Something similar can be written about not trusting free/libre software. Why? Because something is always breaking.
Rapid release is one reason. Another is the general anarchic (without rulers) nature of free/libre software. The result is the same: change occurs too frequently. Introducing rapid change exposes the limited nature of human knowledge because dependent and interconnected software are always affected in one form or another. No developer can be aware of all ripple effects. Often the proverbial left hand does not know what the right hand is doing. The principle of unintended consequences runs rampant in software development.
Recently I tested wake-on-lan with Fedora 22 installed on a Thinkpad T400. Originally I had updated from Fedora 21 using
fedup. The system was connected through ethernet and not wireless. I pressed the
Fn+F4 buttons and the system suspended to RAM. From another system I sent the wake magic packet. No response at the laptop.
I rebooted the T400 to LMDE. Awakened just fine. Same MAC address, of course. Then I rebooted to CentOS 7. Awakened just fine. Then I rebooted to Fedora 21. Awakened just fine.
I forced the Fedora 22 system to set wake-on-lan:
ethtool -s eth0 wol g. I again pressed the
Fn+F4 buttons. This time the Fedora 22 system awakened. Immediately repeating the steps resulted in no response. Using the ethtool command was a temporary one-time fix.

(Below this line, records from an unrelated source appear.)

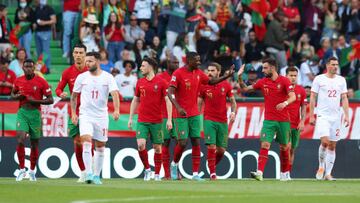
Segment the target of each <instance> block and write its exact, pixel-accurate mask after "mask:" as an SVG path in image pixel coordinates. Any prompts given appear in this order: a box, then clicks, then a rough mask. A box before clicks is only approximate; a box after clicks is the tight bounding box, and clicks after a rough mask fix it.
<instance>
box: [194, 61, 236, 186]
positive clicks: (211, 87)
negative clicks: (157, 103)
mask: <svg viewBox="0 0 360 203" xmlns="http://www.w3.org/2000/svg"><path fill="white" fill-rule="evenodd" d="M220 72H221V66H220V64H218V63H210V64H209V66H208V76H209V78H218V77H219V76H220ZM226 98H229V99H230V102H231V114H230V122H234V119H235V111H236V101H235V97H234V95H233V93H232V87H231V85H230V83H229V82H228V81H222V82H220V83H218V84H216V85H206V86H203V87H202V88H201V90H200V94H199V98H198V105H199V111H201V108H202V103H203V102H204V101H205V109H204V135H205V143H206V145H207V148H208V150H207V160H208V166H209V170H210V180H216V165H217V164H218V163H219V162H220V161H221V159H222V157H223V156H224V153H225V150H226V148H227V143H228V124H227V114H226V113H227V108H226Z"/></svg>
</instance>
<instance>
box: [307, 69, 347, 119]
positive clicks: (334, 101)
mask: <svg viewBox="0 0 360 203" xmlns="http://www.w3.org/2000/svg"><path fill="white" fill-rule="evenodd" d="M311 91H312V92H315V93H317V94H318V96H317V106H316V114H317V115H318V116H321V117H325V118H327V119H329V120H335V119H340V115H341V114H340V106H341V104H340V100H341V94H344V93H347V87H346V81H345V78H344V77H342V76H339V75H335V77H334V78H329V77H327V76H326V75H325V74H321V75H318V76H316V77H315V79H314V81H313V84H312V87H311Z"/></svg>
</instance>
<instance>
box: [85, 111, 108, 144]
mask: <svg viewBox="0 0 360 203" xmlns="http://www.w3.org/2000/svg"><path fill="white" fill-rule="evenodd" d="M108 129H109V119H108V118H103V119H94V118H88V117H81V116H80V117H79V130H80V136H83V135H91V136H92V139H94V140H97V141H100V142H107V140H108Z"/></svg>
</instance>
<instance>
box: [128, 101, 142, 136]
mask: <svg viewBox="0 0 360 203" xmlns="http://www.w3.org/2000/svg"><path fill="white" fill-rule="evenodd" d="M139 103H140V98H139V97H137V96H134V97H133V100H132V101H131V105H130V116H129V121H128V128H129V129H130V130H131V129H132V119H133V116H134V114H135V110H136V109H137V107H138V106H139Z"/></svg>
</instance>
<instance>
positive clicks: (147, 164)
mask: <svg viewBox="0 0 360 203" xmlns="http://www.w3.org/2000/svg"><path fill="white" fill-rule="evenodd" d="M140 70H141V73H142V74H143V76H144V78H141V79H139V80H138V82H137V84H136V89H135V96H134V98H133V100H132V102H131V106H130V117H129V122H128V127H129V129H131V128H132V117H133V115H134V113H135V110H136V108H137V106H139V110H138V114H139V117H138V124H137V130H136V139H137V145H138V151H139V156H140V159H141V161H142V163H143V164H144V168H145V171H144V180H145V181H149V180H150V178H151V169H150V165H149V160H148V152H147V150H146V139H147V137H148V135H150V139H151V142H152V143H153V147H154V150H155V154H154V162H155V180H156V181H160V180H161V179H160V176H159V173H160V169H161V162H162V157H161V144H162V143H163V130H162V115H161V103H162V100H163V99H164V98H165V101H166V109H167V112H168V115H167V117H168V120H167V123H166V128H167V130H171V129H172V119H171V117H172V116H171V114H172V105H171V102H170V100H169V98H168V96H167V94H166V90H167V85H166V82H165V81H164V80H163V79H161V78H160V77H158V76H155V72H156V71H157V62H156V61H155V60H154V59H152V58H144V59H143V61H142V63H141V67H140Z"/></svg>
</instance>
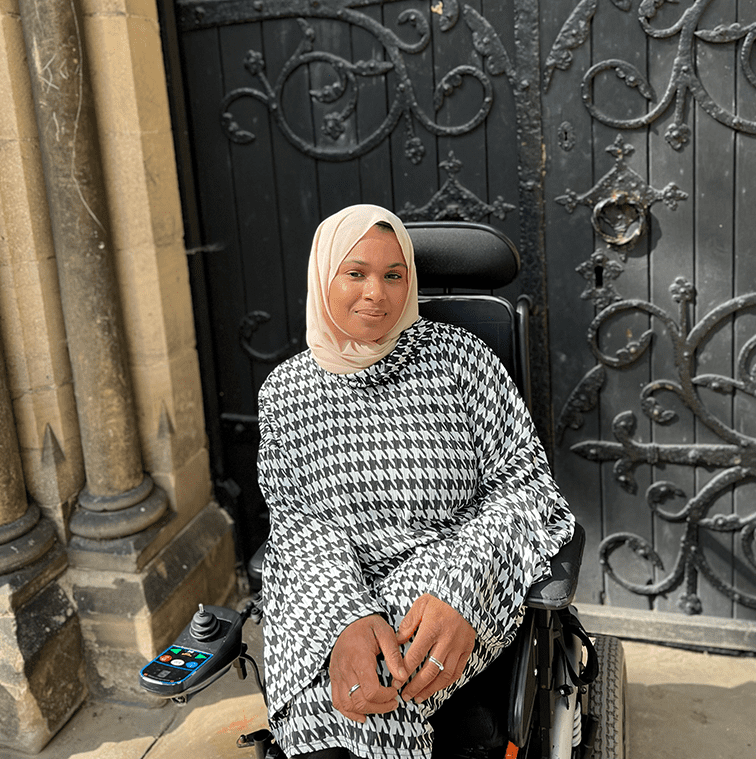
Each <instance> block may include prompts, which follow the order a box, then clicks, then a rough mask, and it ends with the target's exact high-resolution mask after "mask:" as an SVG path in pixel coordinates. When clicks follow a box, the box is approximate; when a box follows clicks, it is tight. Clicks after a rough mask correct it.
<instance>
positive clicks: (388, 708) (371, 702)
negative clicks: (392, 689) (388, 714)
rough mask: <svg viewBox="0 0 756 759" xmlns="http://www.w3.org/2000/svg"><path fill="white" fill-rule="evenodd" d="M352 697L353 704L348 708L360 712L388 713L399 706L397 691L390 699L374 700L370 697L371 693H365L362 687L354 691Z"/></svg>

My make-believe spider sense suspected something new in Network Manager. Sure enough, within a few moments of browsing the web I discovered that Network Manager 1.0.6 introduced some new support for wake-on-lan.
Next I had to discover a remedy. Despite using Fedora, as can be expected the Arch Linux wiki had the clues. The remedy requires using the
nmcli command to configure Network Manager to support a magic packet. This is a one-time config file change. The result is a /etc/NetworkManager/system-connections file option in the ethernet section that looks like this:
I have no idea why the acceptable value is 64 rather than a boolean.
To my knowledge there is no direct GUI support for toggling this option.
While the Arch wiki suggests rebooting, possibly twice, I needed only to restart the NetworkManager systemd service. From that point forward Fedora 22 awakened with a wake-on-lan magic packet.
Seeing the proverbial handwriting on the wall, I updated my NetworkManager system-connections files on my LMDE, CentOS, and Slackware systems for when those distros update NetworkManager to 1.0.6. Until then the option will sit idle and be ignored.
Version 1.0.6 should not have been released without a GUI control. The lack of such a control demonstrates the chasm between developers and non technical users.
One small change. A change intended to be an improvement. The result remains the same — befuddled users who only see broken software. Broken software cannot be trusted.